In a previous post, I described how to setup a cluster using the Amazon EC2 service and the starcluster package. In this post I will describe getting Python code up and running on a Starcluster cluster instance on Amazon EC2 with MPI.

####Starting up the cluster

First, we need to start our cluster instance. This can easily be done using starcluster by typing the following command:

starcluster start mycluster

To SSH into the master node of the cluster:

starcluster sshmaster mycluster

The SSH port on my machine is different from the default port, and it caused some problems with starcluster.

starcluster sshmaster mycluster
StarCluster - (http://star.mit.edu/cluster) (v. 0.95.6)
Software Tools for Academics and Researchers (STAR)
Please submit bug reports to starcluster@mit.edu

ssh: connect to host ec2-25-3-89-123.compute-1.amazonaws.com port 2234: Operation timed out

One solution to this is to add an entry in ~/.ssh/config to specify the port to the master node:

Host ec2-25-3-89-123.compute-1.amazonaws.com
   Hostname ec2-25-3-89-123.compute-1.amazonaws.com
   Port 22

But this means adding a new entry every time a new cluster is started! That’s not an acceptable solution.

I ended up changing the SSH port in /etc/services back to 22, and then modifying the /System/Library/LaunchDaemons/ssh.plist file to a port other than 22.

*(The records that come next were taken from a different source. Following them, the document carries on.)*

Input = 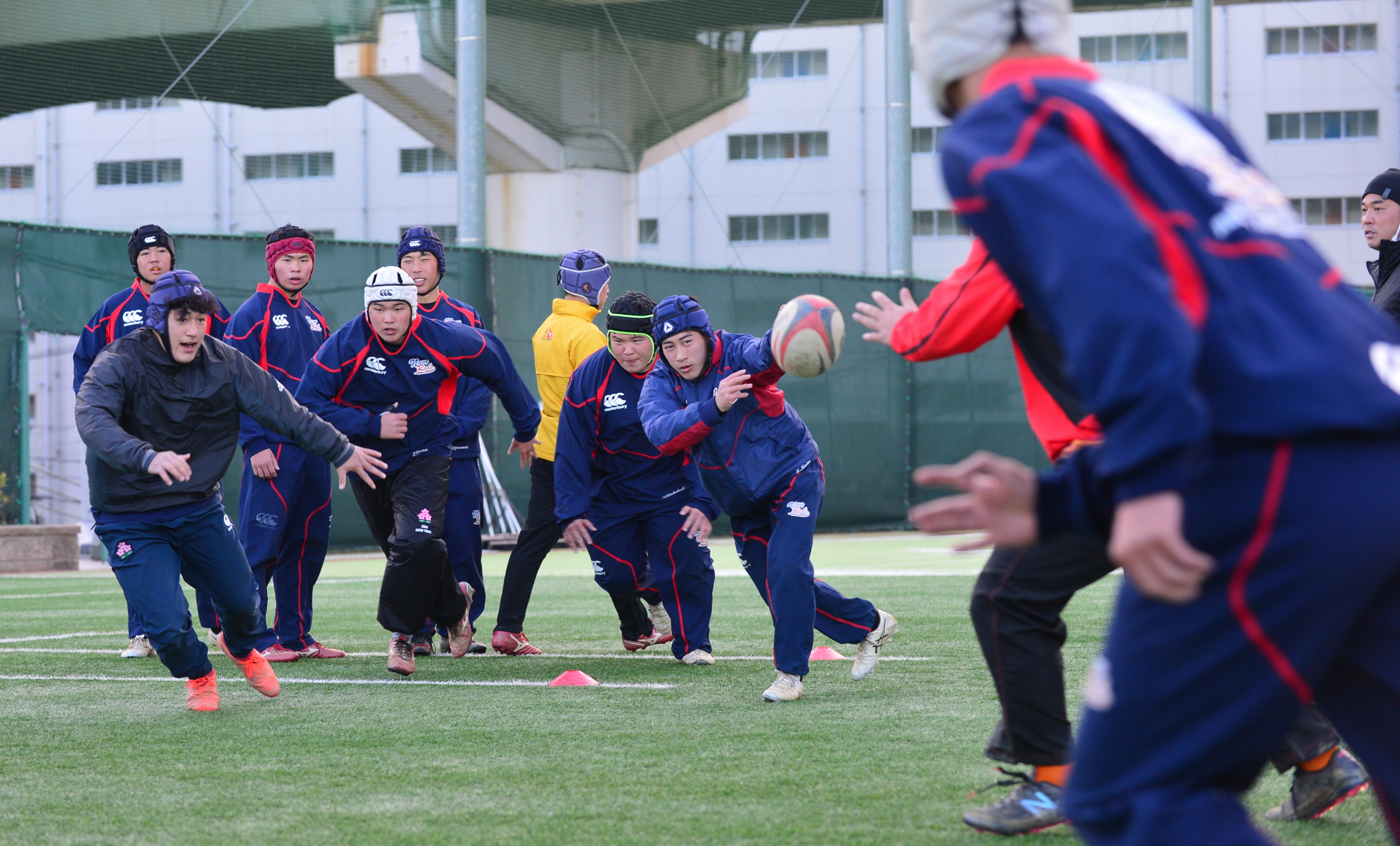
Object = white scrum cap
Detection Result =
[364,265,419,317]
[913,0,1075,118]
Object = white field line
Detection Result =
[0,647,937,661]
[0,629,126,644]
[0,675,675,691]
[0,591,122,599]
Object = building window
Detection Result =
[97,97,179,112]
[399,223,456,247]
[729,132,826,161]
[0,164,34,190]
[1288,197,1361,227]
[97,158,183,185]
[910,126,951,155]
[729,214,829,241]
[749,50,826,80]
[1264,24,1376,56]
[399,147,456,174]
[244,153,336,181]
[1268,109,1380,141]
[914,209,972,238]
[1079,32,1189,64]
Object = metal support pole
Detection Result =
[885,0,914,276]
[1191,0,1211,115]
[456,0,486,247]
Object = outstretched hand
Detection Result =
[909,451,1037,550]
[336,447,389,490]
[851,289,918,346]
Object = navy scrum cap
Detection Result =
[1361,168,1400,203]
[557,249,612,305]
[398,226,447,276]
[126,223,175,275]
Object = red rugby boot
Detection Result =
[185,670,218,712]
[214,632,281,696]
[491,632,543,656]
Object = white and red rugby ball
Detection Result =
[770,294,846,378]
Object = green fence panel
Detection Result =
[0,223,1046,545]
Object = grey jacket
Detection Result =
[76,328,354,514]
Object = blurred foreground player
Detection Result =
[297,268,539,675]
[73,223,228,658]
[399,226,491,656]
[554,291,717,664]
[853,241,1366,835]
[491,249,672,656]
[224,224,344,664]
[640,296,899,702]
[911,0,1400,845]
[76,270,384,710]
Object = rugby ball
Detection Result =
[770,294,846,378]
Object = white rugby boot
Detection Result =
[645,602,671,634]
[122,634,155,658]
[851,608,899,681]
[763,672,802,702]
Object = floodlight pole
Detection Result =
[1191,0,1211,115]
[456,0,486,247]
[885,0,914,276]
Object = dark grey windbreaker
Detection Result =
[76,328,354,514]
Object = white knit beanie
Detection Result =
[913,0,1075,118]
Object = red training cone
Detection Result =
[549,670,598,688]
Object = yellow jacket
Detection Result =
[531,300,608,461]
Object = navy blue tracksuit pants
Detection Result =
[1065,438,1400,846]
[729,461,879,675]
[588,504,714,658]
[238,444,330,651]
[419,458,486,637]
[97,506,260,678]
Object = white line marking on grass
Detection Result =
[0,675,675,691]
[0,591,122,599]
[0,629,127,644]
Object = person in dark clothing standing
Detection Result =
[297,268,539,675]
[73,223,228,658]
[1361,168,1400,321]
[76,270,384,710]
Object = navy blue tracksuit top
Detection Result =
[554,347,718,524]
[419,289,491,459]
[297,314,539,472]
[224,283,330,455]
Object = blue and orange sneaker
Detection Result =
[214,632,281,696]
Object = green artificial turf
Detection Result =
[0,534,1389,846]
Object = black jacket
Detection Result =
[76,328,354,514]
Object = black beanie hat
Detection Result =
[1361,168,1400,203]
[126,223,175,276]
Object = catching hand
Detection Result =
[564,517,598,552]
[248,450,281,479]
[680,506,714,546]
[1109,490,1215,604]
[909,451,1037,550]
[336,447,389,490]
[146,450,193,485]
[714,370,753,413]
[851,289,918,346]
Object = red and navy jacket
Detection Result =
[224,282,330,455]
[640,332,819,514]
[890,241,1103,461]
[73,279,228,394]
[419,289,491,459]
[554,347,720,524]
[941,57,1400,501]
[297,314,539,471]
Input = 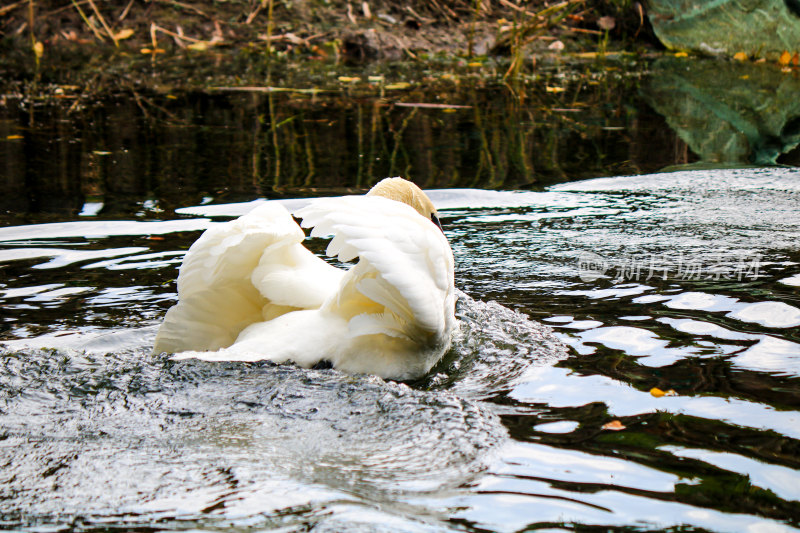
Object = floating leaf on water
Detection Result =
[600,420,625,431]
[114,28,134,41]
[385,81,411,90]
[186,41,211,52]
[597,17,617,31]
[650,387,678,398]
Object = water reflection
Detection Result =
[641,59,800,165]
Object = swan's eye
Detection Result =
[431,213,444,233]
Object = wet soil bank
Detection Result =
[0,0,658,92]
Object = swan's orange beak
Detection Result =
[431,214,444,233]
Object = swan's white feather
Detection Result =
[156,191,455,378]
[154,204,343,353]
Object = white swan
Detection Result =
[153,178,456,379]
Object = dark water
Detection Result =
[0,58,800,531]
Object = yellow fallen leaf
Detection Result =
[385,81,411,90]
[600,420,625,431]
[186,41,209,52]
[114,28,134,41]
[650,387,678,398]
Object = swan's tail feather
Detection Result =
[296,196,455,344]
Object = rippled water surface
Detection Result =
[0,164,800,531]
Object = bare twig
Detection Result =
[158,0,214,20]
[89,0,119,48]
[72,0,105,42]
[117,0,134,22]
[244,0,267,24]
[151,23,203,43]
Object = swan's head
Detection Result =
[367,178,444,233]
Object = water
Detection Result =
[0,61,800,531]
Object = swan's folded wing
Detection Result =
[154,203,340,353]
[296,196,455,343]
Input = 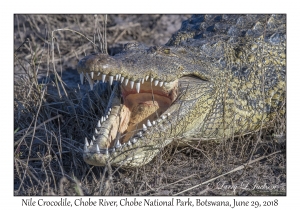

Here’s what that looks like in OS X Yosemite:

<?xml version="1.0" encoding="UTF-8"?>
<!DOCTYPE plist PUBLIC "-//Apple//DTD PLIST 1.0//EN" "http://www.apple.com/DTDs/PropertyList-1.0.dtd">
<plist version="1.0">
<dict>
	<key>Disabled</key>
	<true/>
	<key>Label</key>
	<string>com.openssh.sshd</string>
	<key>Program</key>
	<string>/usr/libexec/sshd-keygen-wrapper</string>
	<key>ProgramArguments</key>
	<array>
		<string>/usr/sbin/sshd</string>
		<string>-i</string>
	</array>
	<key>Sockets</key>
	<dict>
		<key>Listeners</key>
		<dict>
			<key>SockServiceName</key>
			<string>2123</string>
			<key>Bonjour</key>
			<array>
				<string>ssh</string>
				<string>2123</string>
			</array>
		</dict>
	</dict>
	<key>inetdCompatibility</key>
	<dict>
		<key>Wait</key>
		<false/>
	</dict>
	<key>StandardErrorPath</key>
	<string>/dev/null</string>
	<key>SHAuthorizationRight</key>
	<string>system.preferences</string>
	<key>POSIXSpawnType</key>
	<string>Interactive</string>
</dict>
</plist>

Changing the port number to 2123 in the ssh.plist makes it so that my computer only allows incoming connections to port 2123, but the default port when trying to connect to other machines is still 22. Perfect!

####Setting up python

Next, we want to get the proper version of python installed on our cluster. The instances that come with starcluster by default have a ton of useful tools already built in. Immediately after SSHing into the master node, the available tools are listed:

starcluster sshmaster mycluster
StarCluster - (http://star.mit.edu/cluster) (v. 0.95.6)
Software Tools for Academics and Researchers (STAR)
Please submit bug reports to starcluster@mit.edu

The authenticity of host 'ec2-25-3-89-123.compute-1.amazonaws.com (25.3.89.123)' can't be established.
RSA key fingerprint is ab:ef:d8:2f:3c:78:b3:a2:a2:2c:4d:8e:3f:7e:2a:8c.
Are you sure you want to continue connecting (yes/no)? yes
Warning: Permanently added 'ec2-25-3-89-123.compute-1.amazonaws.com,25.3.89.123' (RSA) to the list of known hosts.
          _                 _           _
__/\_____| |_ __ _ _ __ ___| |_   _ ___| |_ ___ _ __
\    / __| __/ _` | '__/ __| | | | / __| __/ _ \ '__|
/_  _\__ \ || (_| | | | (__| | |_| \__ \ ||  __/ |
  \/ |___/\__\__,_|_|  \___|_|\__,_|___/\__\___|_|

StarCluster Ubuntu 13.04 AMI
Software Tools for Academics and Researchers (STAR)
Homepage: http://star.mit.edu/cluster
Documentation: http://star.mit.edu/cluster/docs/latest
Code: https://github.com/jtriley/StarCluster
Mailing list: http://star.mit.edu/cluster/mailinglist.html

This AMI Contains:

  * NVIDIA Driver 331.38
  * NVIDIA CUDA Toolkit 5.5.22
  * PyCuda 2013.1.1 and PyOpenCL 2013.2
  * MAGMA 1.4.1
  * Intel Ethernet Driver 2.11.3 (ixgbevf)
  * Open Grid Scheduler (OGS - formerly SGE) queuing system
  * Condor workload management system
  * OpenMPI compiled with Open Grid Scheduler support
  * OpenBLAS - Highly optimized Basic Linear Algebra Routines
  * NumPy/SciPy linked against OpenBlas
  * Pandas - Data Analysis Library
  * IPython 1.1.0 with parallel and notebook support
  * Julia 0.3pre
  * and more! (use 'dpkg -l' to show all installed packages)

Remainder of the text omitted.